The Hidden Geometry of ReLU Networks
Every ReLU neural network secretly draws lines through space. A single-hidden-layer network with \(H\) hidden neurons and \(d\)-dimensional input creates \(H\) hyperplanes — flat boundaries that slice the input space into regions. On each side of a hyperplane, a neuron is either “on” (positive) or “off” (clipped to zero). The network’s decision boundary is built from these cuts.
I’ve been studying the combinatorial structure of these hyperplane arrangements — specifically, which subsets of hyperplanes are in “general position” and which aren’t. The results were surprising: a natural conjecture held across 800+ training runs, was shattered by deliberate construction, and the failure revealed a clean mathematical pattern that I was able to prove as a theorem.
This post tells that story. For the full technical details including proofs, see the companion post.
Lines, Planes, and Independence
Think about drawing lines in 2D. Two random lines will cross at a single point — they’re independent. But two lines that happen to be parallel, or two copies of the same line, are dependent — they don’t carry as much geometric information as you’d expect from two lines.
Now consider three lines. If they all pass through the same point, they’re dependent in a specific way — any two of them are fine, but the triple has a coincidence. If no three meet at a point, all triples are independent.
This notion of “which subsets are independent?” is exactly what a matroid captures. A matroid is a combinatorial structure that records which subsets of a collection are independent, subject to some natural axioms (if a set is independent, so are all its subsets; if you have two independent sets of different sizes, you can extend the smaller one). Matroids show up all over mathematics — in linear algebra, graph theory, and geometry — because they abstract the common pattern underlying all of these.

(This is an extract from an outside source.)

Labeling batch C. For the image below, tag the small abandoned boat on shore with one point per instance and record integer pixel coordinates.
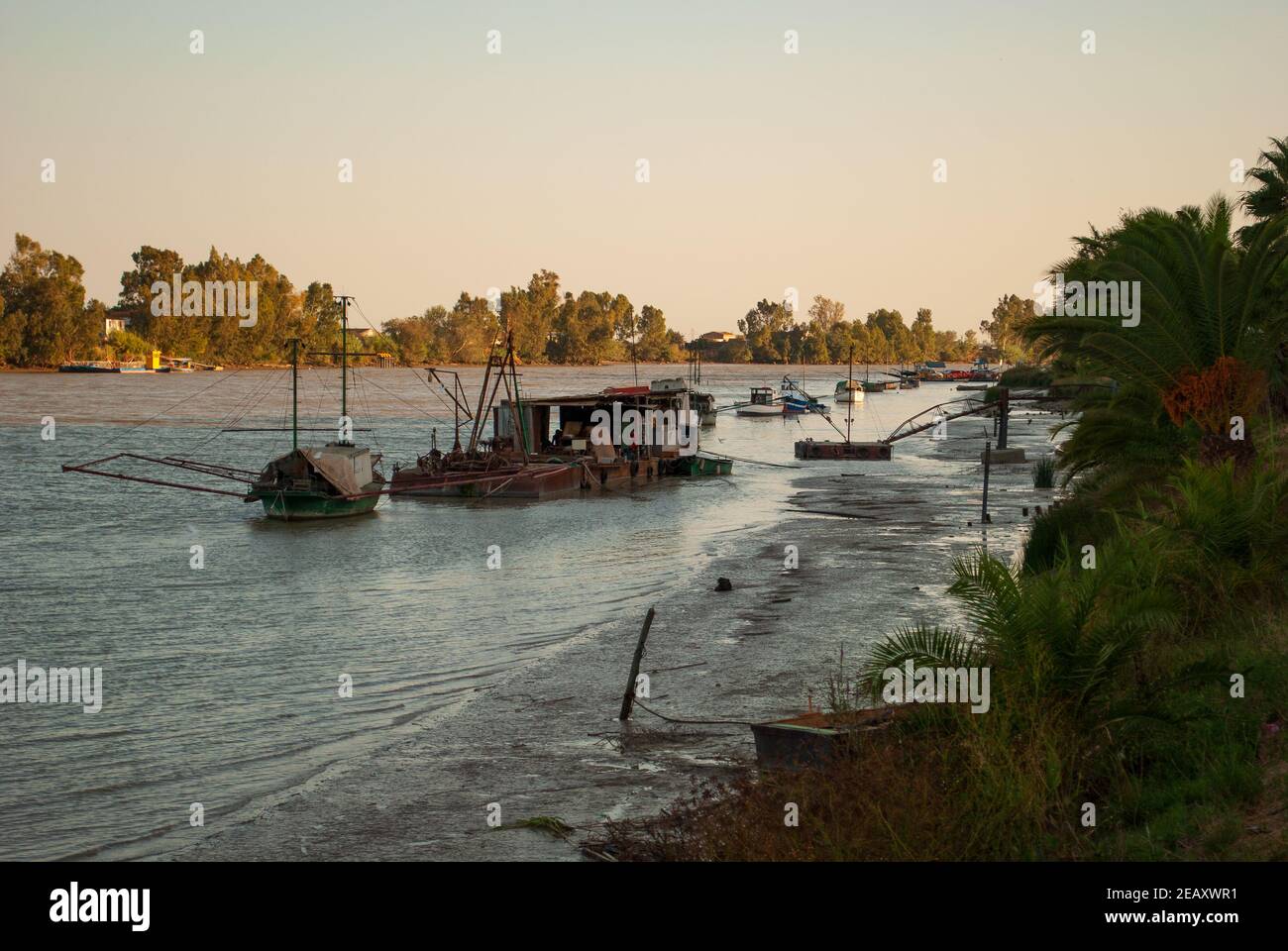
(764, 402)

For a ReLU network, the “collection” is the set of \(H\) hyperplanes from the hidden layer. The matroid records which subsets of hyperplanes are in general position (independent) and which have unexpected coincidences (dependent). The rank of the matroid is \(d + 1\) for a \(d\)-dimensional input — the maximum number of hyperplanes that can be mutually independent.
A subset of \(d + 1\) hyperplanes is called a basis if those hyperplanes are in general position. If they have a coincidence — if they all share a common point — that subset is a non-basis. The set of all bases completely determines the matroid.

Figure 1. Three lines in 2D. Left: general position — the lines form a triangle, with each pair meeting at a different point. Every triple is a basis. Right: all three lines pass through the same point (red dot) — a coincidence. This triple is a non-basis.
Positroids: Matroids with Circular Symmetry
Not all matroids are created equal. Some have extra structure that makes them especially well-behaved.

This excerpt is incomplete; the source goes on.